There are many things that the complexity calculator could take into account: the specifics of the language, the libraries that are used (which could start threads or contain hidden conditionals), the kind of project (following a spec vs. explorative programming), and so on.

I think it's easy to come up with an algorithm that's better than a coin flip or counting LOC. But to be useful, the algorithm has to be on par with the judgement of the developers who check in the code and review it. Otherwise the false positives will take time away from other bug-reducing activities like code reviews and writing tests.

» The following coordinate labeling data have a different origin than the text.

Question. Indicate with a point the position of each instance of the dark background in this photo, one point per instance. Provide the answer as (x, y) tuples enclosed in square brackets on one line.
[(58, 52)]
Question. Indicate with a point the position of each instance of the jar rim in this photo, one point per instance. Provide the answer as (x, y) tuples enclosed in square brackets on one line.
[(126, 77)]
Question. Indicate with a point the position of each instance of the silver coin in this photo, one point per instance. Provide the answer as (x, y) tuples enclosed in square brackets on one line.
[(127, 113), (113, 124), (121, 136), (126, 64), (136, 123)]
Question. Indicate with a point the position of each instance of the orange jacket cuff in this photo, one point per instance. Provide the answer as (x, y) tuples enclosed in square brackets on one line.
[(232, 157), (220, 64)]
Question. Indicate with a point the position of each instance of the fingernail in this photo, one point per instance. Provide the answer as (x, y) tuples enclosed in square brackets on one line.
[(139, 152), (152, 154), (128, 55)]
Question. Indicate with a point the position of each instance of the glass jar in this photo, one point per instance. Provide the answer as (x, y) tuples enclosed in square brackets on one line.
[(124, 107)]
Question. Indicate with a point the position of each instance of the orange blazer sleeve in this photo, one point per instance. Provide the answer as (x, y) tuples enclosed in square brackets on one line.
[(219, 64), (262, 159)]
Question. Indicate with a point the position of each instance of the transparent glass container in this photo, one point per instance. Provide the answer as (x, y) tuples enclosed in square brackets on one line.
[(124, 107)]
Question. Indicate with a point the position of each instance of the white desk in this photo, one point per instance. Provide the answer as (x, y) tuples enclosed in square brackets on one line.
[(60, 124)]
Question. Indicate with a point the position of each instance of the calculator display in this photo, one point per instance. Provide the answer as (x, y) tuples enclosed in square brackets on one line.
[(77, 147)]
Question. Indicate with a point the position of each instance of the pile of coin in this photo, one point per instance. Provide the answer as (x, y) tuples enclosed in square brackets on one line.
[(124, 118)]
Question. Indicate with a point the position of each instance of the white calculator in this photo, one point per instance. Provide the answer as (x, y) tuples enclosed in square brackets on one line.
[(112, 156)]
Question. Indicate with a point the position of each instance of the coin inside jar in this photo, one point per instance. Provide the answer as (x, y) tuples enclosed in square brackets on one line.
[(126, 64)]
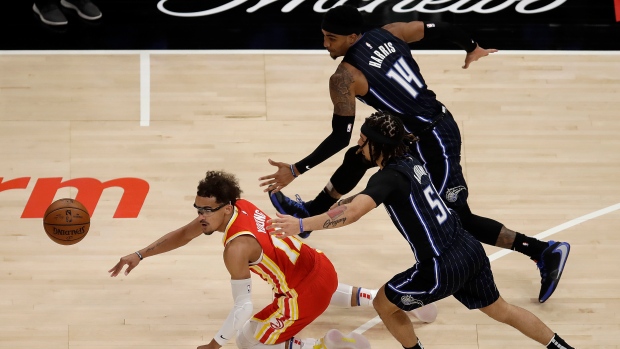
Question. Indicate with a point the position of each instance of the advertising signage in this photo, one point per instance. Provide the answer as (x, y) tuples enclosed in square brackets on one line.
[(295, 24)]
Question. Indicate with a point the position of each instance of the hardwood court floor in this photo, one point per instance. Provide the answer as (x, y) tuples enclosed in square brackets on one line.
[(540, 150)]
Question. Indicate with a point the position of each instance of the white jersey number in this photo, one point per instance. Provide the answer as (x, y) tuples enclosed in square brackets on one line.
[(436, 204), (405, 76)]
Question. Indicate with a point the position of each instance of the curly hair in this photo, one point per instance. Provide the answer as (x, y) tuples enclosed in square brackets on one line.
[(386, 136), (223, 186)]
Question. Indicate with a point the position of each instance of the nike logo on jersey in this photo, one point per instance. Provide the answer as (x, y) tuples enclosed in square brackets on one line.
[(379, 55)]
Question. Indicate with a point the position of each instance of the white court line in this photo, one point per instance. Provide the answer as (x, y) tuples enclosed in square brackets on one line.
[(289, 52), (145, 89), (374, 321)]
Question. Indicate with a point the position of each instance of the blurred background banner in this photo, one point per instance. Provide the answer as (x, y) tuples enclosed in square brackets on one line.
[(295, 24)]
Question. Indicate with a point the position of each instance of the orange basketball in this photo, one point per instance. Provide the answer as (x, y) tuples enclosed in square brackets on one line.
[(66, 221)]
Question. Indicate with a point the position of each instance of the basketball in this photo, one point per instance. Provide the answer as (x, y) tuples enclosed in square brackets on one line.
[(66, 221)]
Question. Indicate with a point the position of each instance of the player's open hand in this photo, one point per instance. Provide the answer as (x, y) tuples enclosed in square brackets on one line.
[(476, 54), (283, 226), (130, 260), (278, 180)]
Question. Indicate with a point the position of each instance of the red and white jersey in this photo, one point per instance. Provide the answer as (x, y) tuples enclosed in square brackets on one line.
[(284, 263)]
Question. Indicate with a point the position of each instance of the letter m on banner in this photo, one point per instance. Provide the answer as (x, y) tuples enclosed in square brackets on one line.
[(89, 193)]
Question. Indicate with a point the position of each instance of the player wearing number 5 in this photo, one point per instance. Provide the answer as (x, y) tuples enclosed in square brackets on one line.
[(304, 281), (379, 70), (448, 260)]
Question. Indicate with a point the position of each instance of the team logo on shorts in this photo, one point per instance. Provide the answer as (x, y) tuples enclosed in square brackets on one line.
[(277, 324), (452, 194), (408, 300)]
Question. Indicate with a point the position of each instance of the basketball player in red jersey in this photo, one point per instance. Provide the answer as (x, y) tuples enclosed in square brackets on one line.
[(303, 279)]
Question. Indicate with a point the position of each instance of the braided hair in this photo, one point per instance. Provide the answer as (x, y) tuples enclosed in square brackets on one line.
[(386, 136), (223, 186)]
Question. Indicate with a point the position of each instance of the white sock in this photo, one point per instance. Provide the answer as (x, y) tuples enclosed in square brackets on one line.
[(298, 343), (342, 296), (365, 296)]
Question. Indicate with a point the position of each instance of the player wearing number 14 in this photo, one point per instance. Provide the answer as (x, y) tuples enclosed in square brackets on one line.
[(378, 69)]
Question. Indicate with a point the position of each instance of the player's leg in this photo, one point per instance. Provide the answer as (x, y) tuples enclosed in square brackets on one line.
[(396, 321), (439, 150), (333, 339), (526, 322), (347, 296)]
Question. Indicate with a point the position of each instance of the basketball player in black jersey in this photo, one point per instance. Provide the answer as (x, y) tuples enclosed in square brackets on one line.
[(449, 260), (378, 69)]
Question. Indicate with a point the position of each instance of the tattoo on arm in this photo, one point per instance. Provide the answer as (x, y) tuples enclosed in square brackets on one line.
[(332, 223), (159, 243), (340, 91), (348, 200)]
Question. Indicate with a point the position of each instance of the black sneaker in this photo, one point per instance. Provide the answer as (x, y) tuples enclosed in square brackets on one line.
[(551, 265), (85, 8), (50, 14), (285, 205)]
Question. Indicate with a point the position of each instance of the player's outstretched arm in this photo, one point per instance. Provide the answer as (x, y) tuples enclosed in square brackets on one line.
[(168, 242), (285, 174), (476, 54), (336, 217)]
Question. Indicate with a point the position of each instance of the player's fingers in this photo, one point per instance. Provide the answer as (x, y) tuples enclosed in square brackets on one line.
[(129, 268)]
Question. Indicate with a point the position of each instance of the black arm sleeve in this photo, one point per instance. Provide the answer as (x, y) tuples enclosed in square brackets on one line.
[(335, 142), (435, 30)]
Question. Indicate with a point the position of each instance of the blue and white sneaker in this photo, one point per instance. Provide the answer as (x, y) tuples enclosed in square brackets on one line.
[(296, 208), (551, 265)]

Of course I don't have data to prove it, but I'm convinced that every complexity checker I've encountered in the last 15 years has been a (small) net negative for the project. Maybe machine learning will improve the situation.

Waterluvian · on March 8, 2021

That's what I was thinking about when I used "ideas". To me there's one main idea in all that code: "we are returning a parsed object of a kind"

Not that I'm trying to sell "ideas". I don't even know. But it's this very loose concept that floats around my mind when writing code. How many ideas are there in a stanza? Ahh too many. I should break out one of the larger ideas to happen before.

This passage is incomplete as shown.